Custody of children aside, when divorce looms the most acrimonious disputes tend to centre on how to share the family assets and also the future income of the higher earning partner.
In the past, the main breadwinner was often awarded the bulk of both the assets and anticipated future income on the basis that he or she generated the wealth. However, two high-profile House of Lords rulings in May this year set a new precedent where the division of assets and future income swung in favour of the lower earning partner in ‘big money’ marriage break-ups.
Under UK law, a marriage or civil partnership is a legally binding contract. Divorce (or dissolution in the case of civil partnership) formally severs this contract. In preparation for the financial settlement, all UK and overseas matrimonial assets – including the family home, pensions, investments and the future income stream – go into the melting pot and must be valued and divided in a fair manner. This must take into account, among other factors, earnings potential, lifestyle and the cost of raising any children from the marriage.
While few medical practitioners would put themselves in the same category as film stars, footballers and financial high fliers, experts believe that the Miller vs. Miller case, which did not involve any children, set precedents that could affect the majority of couples ending their marriage or civil partnership in future.
The case focused on available future income rather than financial need. Alan Miller, who is reputed to earn £1m a year including his bonuses, had offered £1.3m as a one-off settlement. Even though the marriage only lasted a few years, Melissa Miller, his former wife, demanded and received £5m as her settlement to compensate her for the loss of the lifestyle associated with marriage to one of the city’s top fund managers.
Although there were some very specific factors in this case, not least the fact that Mr Miller enjoyed phenomenal growth in his wealth during their short marriage, this case did represent a change in previously established thinking.
The second case of relevance is McFarlane vs. McFarlane. The McFarlanes married in 1984 and divorced in 2000, but it was not until May this year that Julia McFarlane won her appeal. Her argument was that when the couple married they both had high-flying careers – she worked for a law firm and he for an accountancy firm – but Julia gave up her career to raise their three children. The point of dispute in this case was not the division of the assets but the future income Julia would receive for the children (including school fees of £20,000 each per annum) and for herself.
She won her case and now can expect to receive a big sum for the children – a point that was not disputed – and £250,000 per annum for herself during the couple’s joint lives or until she remarries. Earlier court decisions had reduced Mrs McFarlane’s future claim on her ex-husband’s income, and then reinstated it at the above rate but only for five years.
Of course, it is always dangerous to draw wide generalisations from cases with specific and unusual circumstances, but these decisions do give an indication that lifestyle will be taken into account in a divorce settlement, particularly where one partner has given up a successful career in order to look after the family. Importantly, the division of assets and future income is likely to reflect any significant increases in the main breadwinner’s earnings during the marriage.
So where does this leave the divorcing medical practitioner? Clearly expert legal and financial advice is essential. Sharing future income will always be contentious but when it comes to the family’s assets the difficulty is two-fold – the valuation and the way the division is to be implemented. In most marriages the two most valuable assets tend to be the family home and the main breadwinner’s pension scheme.
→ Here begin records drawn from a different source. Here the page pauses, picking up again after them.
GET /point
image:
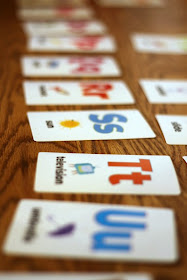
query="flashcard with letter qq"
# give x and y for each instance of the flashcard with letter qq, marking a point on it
(174, 128)
(93, 231)
(165, 91)
(74, 92)
(109, 174)
(88, 125)
(70, 66)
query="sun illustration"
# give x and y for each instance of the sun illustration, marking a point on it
(69, 123)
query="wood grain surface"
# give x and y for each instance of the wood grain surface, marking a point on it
(19, 152)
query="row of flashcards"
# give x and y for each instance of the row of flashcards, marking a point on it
(76, 276)
(102, 92)
(108, 232)
(104, 125)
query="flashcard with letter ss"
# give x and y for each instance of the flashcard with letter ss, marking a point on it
(165, 44)
(89, 44)
(72, 93)
(70, 66)
(174, 128)
(165, 91)
(88, 125)
(93, 231)
(109, 174)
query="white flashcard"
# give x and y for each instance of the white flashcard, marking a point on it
(174, 128)
(77, 13)
(75, 276)
(131, 3)
(160, 44)
(88, 125)
(93, 231)
(69, 66)
(108, 174)
(165, 91)
(64, 28)
(89, 44)
(77, 93)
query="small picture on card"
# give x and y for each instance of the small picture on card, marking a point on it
(67, 13)
(165, 91)
(70, 66)
(88, 125)
(65, 28)
(75, 276)
(108, 174)
(93, 231)
(131, 3)
(77, 93)
(89, 44)
(174, 128)
(160, 44)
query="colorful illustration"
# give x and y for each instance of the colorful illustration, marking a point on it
(69, 123)
(84, 168)
(60, 231)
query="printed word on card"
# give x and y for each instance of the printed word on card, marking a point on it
(73, 44)
(80, 28)
(165, 44)
(76, 276)
(174, 128)
(131, 3)
(165, 91)
(73, 93)
(109, 174)
(88, 125)
(93, 231)
(78, 13)
(70, 66)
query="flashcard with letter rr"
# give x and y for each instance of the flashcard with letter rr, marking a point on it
(131, 3)
(90, 44)
(109, 174)
(93, 231)
(174, 128)
(77, 13)
(62, 28)
(76, 276)
(165, 44)
(72, 93)
(70, 66)
(165, 91)
(88, 125)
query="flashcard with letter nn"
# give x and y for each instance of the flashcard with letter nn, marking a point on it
(89, 44)
(109, 174)
(76, 276)
(65, 28)
(93, 231)
(73, 93)
(174, 128)
(165, 91)
(161, 44)
(88, 125)
(70, 66)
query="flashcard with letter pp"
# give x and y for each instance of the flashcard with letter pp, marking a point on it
(93, 231)
(109, 174)
(64, 28)
(165, 91)
(159, 44)
(70, 66)
(174, 128)
(88, 125)
(73, 93)
(90, 44)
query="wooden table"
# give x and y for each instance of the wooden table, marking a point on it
(19, 151)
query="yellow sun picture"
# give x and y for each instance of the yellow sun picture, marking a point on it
(69, 123)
In the past the courts frequently awarded the family home to the lower earner and left the higher earner with their pension. The problem here was that, while the higher earner could look forward to a financially secure retirement, they had no assets with which to buy a new home.
Fortunately the law has changed on pension rights and it is now possible to split these, so that the lower earner has an agreed percentage of the pension either as an immediate cash sum or a share in the income at retirement. It is essential to get any pension arrangements valued accurately. What may look like a comparatively modest pension could be worth much more than you think if, as is the case in the public sector schemes, the retirement income is linked to salary and includes annual inflation-proofing.
One of the likely consequences of these High Court rulings is an increase in pre-nuptial agreements, which are already used by many wealthy couples, particularly where the wealth is largely generated by one partner.
Effectively a ‘pre-nup’ (‘pre-cip’ in the case of civil partnerships) is an agreement on marriage that sets out the division of the assets and income should the couple later divorce. Such agreements are not legally binding in England and Wales but increasingly they are being taken into account by the courts where there is a dispute.
But be warned – the very process of preparing a pre-nup can be distressing, as it implies a lack of trust between the couple and a lack of faith in the future of the marriage.